The problem with sheltering kids from violent and depressing stories is that literature can serve as an excellent introduction to the ways of the world. It can be a great conversation starter, giving us parents the chance to discuss the world’s inevitable injustices through a fictional work divorced enough from reality to make it less frightening than the evening news. The Hunger Games, rather than being a book of gratuitous violence presented purely for entertainment, is a thinly veiled allegory for the world of today. You cannot help thinking of past and present totalitarian regimes in Syria, Libya, Iraq, Cambodia, China, the Soviet Union and countless other nations when reading about the fictional government of Panem. But even more than this, it is a story of rampant inequality, with the differences between the lifestyles of the people in the Capitol and those in many of the Districts reminiscent of the huge income gap between nations and regions today. The people of the Capitol, who are obsessed with fashion, can buy whatever they want, and view violence as entertainment are reminiscent of many Americans today, sheltered in their little bubble world and enjoying a lifestyle made possible by the exploitation of the poor.
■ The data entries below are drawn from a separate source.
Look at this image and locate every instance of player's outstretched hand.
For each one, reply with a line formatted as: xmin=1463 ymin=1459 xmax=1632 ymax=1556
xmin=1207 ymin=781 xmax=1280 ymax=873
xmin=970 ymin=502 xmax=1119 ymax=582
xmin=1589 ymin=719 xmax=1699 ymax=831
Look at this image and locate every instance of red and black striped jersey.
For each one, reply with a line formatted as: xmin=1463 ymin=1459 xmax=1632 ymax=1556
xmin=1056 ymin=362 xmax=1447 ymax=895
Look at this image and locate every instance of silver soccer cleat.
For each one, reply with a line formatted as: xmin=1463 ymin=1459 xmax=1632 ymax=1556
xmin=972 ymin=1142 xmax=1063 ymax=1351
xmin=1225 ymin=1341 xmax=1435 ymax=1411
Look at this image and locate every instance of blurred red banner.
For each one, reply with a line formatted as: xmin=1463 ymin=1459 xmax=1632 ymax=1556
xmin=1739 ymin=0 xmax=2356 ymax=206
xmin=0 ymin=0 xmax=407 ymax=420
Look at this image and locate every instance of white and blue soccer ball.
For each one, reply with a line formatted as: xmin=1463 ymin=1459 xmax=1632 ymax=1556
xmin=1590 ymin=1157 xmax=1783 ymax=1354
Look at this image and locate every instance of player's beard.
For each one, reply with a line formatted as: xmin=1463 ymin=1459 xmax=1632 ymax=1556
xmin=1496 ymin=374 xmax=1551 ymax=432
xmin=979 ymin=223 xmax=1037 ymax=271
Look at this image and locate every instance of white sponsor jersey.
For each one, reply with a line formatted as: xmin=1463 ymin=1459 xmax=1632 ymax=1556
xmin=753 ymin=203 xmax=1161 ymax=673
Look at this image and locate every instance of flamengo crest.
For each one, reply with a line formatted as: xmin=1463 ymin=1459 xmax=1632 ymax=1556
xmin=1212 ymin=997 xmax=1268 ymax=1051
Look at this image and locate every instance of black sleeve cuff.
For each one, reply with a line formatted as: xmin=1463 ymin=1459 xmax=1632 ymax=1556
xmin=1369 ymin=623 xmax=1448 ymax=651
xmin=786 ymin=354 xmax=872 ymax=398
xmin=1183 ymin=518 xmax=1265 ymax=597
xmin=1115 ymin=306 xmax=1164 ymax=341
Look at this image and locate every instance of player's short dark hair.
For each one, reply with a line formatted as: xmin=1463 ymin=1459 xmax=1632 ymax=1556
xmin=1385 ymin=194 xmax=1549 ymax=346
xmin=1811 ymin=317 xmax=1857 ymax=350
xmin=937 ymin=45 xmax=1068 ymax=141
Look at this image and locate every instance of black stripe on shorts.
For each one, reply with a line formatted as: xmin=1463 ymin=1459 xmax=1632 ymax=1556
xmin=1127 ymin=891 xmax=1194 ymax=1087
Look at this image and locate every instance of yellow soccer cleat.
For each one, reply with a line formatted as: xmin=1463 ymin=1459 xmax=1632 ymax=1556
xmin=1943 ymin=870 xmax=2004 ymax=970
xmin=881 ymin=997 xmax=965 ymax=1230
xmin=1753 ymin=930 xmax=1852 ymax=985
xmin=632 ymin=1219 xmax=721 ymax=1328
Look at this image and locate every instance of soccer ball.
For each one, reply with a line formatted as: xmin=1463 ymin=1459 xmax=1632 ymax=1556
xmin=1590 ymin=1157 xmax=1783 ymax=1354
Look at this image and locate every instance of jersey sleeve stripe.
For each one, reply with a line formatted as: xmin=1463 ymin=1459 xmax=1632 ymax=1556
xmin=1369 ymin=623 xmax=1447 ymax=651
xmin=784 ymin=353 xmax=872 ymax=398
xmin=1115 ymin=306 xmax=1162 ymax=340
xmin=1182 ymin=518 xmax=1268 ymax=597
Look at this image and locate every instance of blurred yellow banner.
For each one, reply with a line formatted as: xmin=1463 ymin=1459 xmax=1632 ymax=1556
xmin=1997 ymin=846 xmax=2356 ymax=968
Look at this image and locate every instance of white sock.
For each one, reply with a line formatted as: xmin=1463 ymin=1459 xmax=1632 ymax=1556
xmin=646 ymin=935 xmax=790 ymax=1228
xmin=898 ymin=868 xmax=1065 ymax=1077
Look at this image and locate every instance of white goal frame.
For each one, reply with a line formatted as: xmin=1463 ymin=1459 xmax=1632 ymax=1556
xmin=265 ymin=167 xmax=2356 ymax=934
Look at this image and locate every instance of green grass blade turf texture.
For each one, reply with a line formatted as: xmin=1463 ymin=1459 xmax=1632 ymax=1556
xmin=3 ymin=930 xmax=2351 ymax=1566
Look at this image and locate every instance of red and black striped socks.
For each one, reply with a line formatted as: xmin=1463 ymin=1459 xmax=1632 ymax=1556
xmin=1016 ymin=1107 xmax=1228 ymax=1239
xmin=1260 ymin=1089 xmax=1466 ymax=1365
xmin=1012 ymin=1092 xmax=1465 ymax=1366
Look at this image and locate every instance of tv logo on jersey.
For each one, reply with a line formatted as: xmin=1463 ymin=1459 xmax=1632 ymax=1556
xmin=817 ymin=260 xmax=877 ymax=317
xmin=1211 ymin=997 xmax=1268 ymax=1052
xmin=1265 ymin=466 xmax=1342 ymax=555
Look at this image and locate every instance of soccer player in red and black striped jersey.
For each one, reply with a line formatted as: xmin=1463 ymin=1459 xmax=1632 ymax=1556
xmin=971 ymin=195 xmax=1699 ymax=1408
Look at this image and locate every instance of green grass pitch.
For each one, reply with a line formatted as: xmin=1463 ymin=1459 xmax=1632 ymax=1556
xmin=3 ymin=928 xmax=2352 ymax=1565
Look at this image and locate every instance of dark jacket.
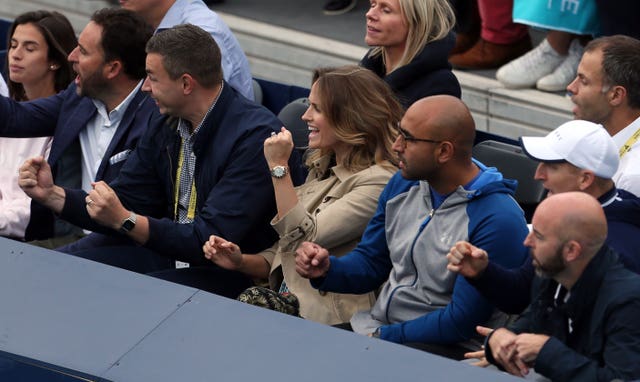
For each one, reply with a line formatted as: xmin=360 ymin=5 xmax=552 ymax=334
xmin=0 ymin=83 xmax=156 ymax=240
xmin=470 ymin=187 xmax=640 ymax=314
xmin=487 ymin=245 xmax=640 ymax=382
xmin=59 ymin=83 xmax=302 ymax=264
xmin=360 ymin=31 xmax=461 ymax=108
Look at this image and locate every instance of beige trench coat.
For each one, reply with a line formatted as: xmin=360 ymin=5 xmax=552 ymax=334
xmin=259 ymin=156 xmax=395 ymax=325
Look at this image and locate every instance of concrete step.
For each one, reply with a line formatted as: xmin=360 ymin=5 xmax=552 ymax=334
xmin=221 ymin=12 xmax=573 ymax=139
xmin=1 ymin=0 xmax=572 ymax=140
xmin=0 ymin=0 xmax=110 ymax=33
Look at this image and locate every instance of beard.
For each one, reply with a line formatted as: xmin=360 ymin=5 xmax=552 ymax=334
xmin=77 ymin=69 xmax=109 ymax=100
xmin=531 ymin=246 xmax=566 ymax=279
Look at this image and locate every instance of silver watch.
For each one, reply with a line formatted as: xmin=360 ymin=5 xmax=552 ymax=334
xmin=270 ymin=165 xmax=289 ymax=179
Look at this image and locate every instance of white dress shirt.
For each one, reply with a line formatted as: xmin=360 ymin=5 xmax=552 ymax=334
xmin=612 ymin=115 xmax=640 ymax=196
xmin=79 ymin=81 xmax=142 ymax=192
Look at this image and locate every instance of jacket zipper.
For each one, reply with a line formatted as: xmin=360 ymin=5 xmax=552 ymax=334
xmin=384 ymin=208 xmax=435 ymax=322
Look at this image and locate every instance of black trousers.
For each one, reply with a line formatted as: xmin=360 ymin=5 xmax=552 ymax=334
xmin=448 ymin=0 xmax=480 ymax=35
xmin=596 ymin=0 xmax=640 ymax=39
xmin=149 ymin=267 xmax=252 ymax=299
xmin=62 ymin=242 xmax=251 ymax=299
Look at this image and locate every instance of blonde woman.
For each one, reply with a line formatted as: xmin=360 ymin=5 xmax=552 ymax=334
xmin=361 ymin=0 xmax=460 ymax=107
xmin=204 ymin=65 xmax=402 ymax=325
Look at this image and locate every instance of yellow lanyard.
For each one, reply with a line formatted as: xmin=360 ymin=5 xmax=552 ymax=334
xmin=619 ymin=127 xmax=640 ymax=158
xmin=174 ymin=141 xmax=197 ymax=221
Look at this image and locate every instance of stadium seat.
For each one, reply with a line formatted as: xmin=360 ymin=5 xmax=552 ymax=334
xmin=277 ymin=97 xmax=309 ymax=150
xmin=473 ymin=140 xmax=546 ymax=221
xmin=252 ymin=78 xmax=263 ymax=104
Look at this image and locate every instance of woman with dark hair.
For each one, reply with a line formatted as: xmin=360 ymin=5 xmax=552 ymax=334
xmin=203 ymin=65 xmax=403 ymax=325
xmin=6 ymin=11 xmax=76 ymax=100
xmin=0 ymin=11 xmax=76 ymax=239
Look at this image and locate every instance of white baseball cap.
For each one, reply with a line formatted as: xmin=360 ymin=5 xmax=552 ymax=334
xmin=520 ymin=120 xmax=619 ymax=178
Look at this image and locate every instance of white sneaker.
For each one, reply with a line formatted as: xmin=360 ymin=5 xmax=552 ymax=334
xmin=536 ymin=39 xmax=584 ymax=92
xmin=496 ymin=38 xmax=564 ymax=89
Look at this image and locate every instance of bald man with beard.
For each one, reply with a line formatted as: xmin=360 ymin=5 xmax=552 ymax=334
xmin=479 ymin=192 xmax=640 ymax=381
xmin=294 ymin=95 xmax=529 ymax=359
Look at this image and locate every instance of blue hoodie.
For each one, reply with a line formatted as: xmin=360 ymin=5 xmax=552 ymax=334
xmin=313 ymin=162 xmax=529 ymax=344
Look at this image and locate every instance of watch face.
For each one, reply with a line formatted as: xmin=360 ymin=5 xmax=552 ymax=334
xmin=271 ymin=166 xmax=287 ymax=178
xmin=273 ymin=167 xmax=285 ymax=177
xmin=121 ymin=219 xmax=135 ymax=232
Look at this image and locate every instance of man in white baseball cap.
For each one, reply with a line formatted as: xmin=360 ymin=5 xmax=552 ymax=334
xmin=450 ymin=119 xmax=640 ymax=286
xmin=521 ymin=120 xmax=619 ymax=184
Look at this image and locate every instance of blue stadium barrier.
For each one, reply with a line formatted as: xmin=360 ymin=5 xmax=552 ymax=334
xmin=255 ymin=77 xmax=309 ymax=115
xmin=0 ymin=237 xmax=519 ymax=381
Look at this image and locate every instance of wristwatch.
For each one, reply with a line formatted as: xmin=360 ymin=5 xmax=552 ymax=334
xmin=270 ymin=165 xmax=289 ymax=179
xmin=119 ymin=212 xmax=137 ymax=233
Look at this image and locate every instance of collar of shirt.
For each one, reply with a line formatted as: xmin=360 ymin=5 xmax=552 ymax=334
xmin=598 ymin=187 xmax=618 ymax=208
xmin=612 ymin=114 xmax=640 ymax=148
xmin=91 ymin=80 xmax=143 ymax=128
xmin=309 ymin=155 xmax=356 ymax=182
xmin=331 ymin=165 xmax=356 ymax=182
xmin=177 ymin=81 xmax=224 ymax=141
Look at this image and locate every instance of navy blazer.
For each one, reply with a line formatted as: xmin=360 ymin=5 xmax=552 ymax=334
xmin=0 ymin=83 xmax=157 ymax=240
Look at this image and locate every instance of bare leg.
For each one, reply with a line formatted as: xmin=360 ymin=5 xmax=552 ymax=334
xmin=546 ymin=30 xmax=574 ymax=55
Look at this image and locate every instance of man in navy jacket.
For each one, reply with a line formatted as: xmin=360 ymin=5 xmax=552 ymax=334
xmin=0 ymin=9 xmax=155 ymax=243
xmin=19 ymin=24 xmax=301 ymax=297
xmin=483 ymin=192 xmax=640 ymax=381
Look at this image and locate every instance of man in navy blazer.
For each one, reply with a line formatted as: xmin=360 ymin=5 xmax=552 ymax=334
xmin=0 ymin=8 xmax=155 ymax=243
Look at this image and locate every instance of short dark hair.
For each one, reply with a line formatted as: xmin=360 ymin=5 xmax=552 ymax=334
xmin=7 ymin=10 xmax=77 ymax=101
xmin=585 ymin=35 xmax=640 ymax=109
xmin=91 ymin=8 xmax=153 ymax=80
xmin=145 ymin=24 xmax=222 ymax=88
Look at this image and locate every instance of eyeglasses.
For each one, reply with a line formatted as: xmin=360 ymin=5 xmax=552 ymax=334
xmin=397 ymin=126 xmax=442 ymax=146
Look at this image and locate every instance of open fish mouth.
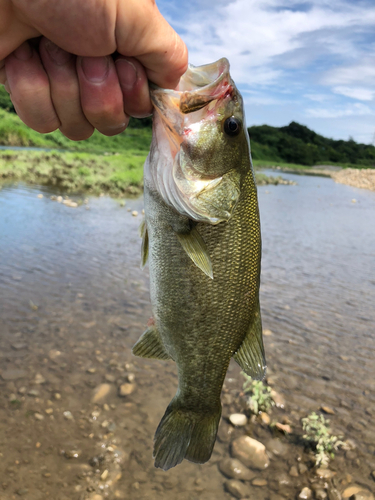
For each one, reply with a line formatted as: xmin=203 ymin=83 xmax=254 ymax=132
xmin=150 ymin=58 xmax=235 ymax=119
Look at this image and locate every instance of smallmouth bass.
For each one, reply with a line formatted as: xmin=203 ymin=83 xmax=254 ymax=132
xmin=133 ymin=58 xmax=266 ymax=470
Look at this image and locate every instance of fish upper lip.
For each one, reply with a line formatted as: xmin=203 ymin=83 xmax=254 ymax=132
xmin=150 ymin=58 xmax=232 ymax=101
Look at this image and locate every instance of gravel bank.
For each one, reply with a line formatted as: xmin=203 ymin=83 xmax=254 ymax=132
xmin=331 ymin=168 xmax=375 ymax=191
And if you read on beyond the first book, the Hunger Games trilogy is also a story of people rising up to fight back against injustice and to bring down a repressive system. It is not, however, a romanticized struggle of good easily defeating evil. Instead, it is made very clear that the cost of fighting oppression can be very high, but you eventually reach a point where the costs of doing nothing are higher. Katness Everdeen, rather than being some sort of an idealized hero eager to fight injustice, comes across mostly as a confused teenager thrust into the limelight against her own will. But eventually, she decides to become an idealized symbol inspiring the revolution and counteracting the propaganda of the Capitol. Katness the hero is packaged and sold to the public, just as is often done with heroes in the real world. And because the story is told through her eyes, maybe a few young people reading it will realize that an average person, however imperfect or unwilling he or she may be, can sometimes make a change in the world. Sure, few kids will ever inspire any revolutions, but they can maybe do something about the day-to-day injustices faced by children who are far less fortunate. So if nothing else, the book provides this one lesson that all of us parents hopefully want our children to learn.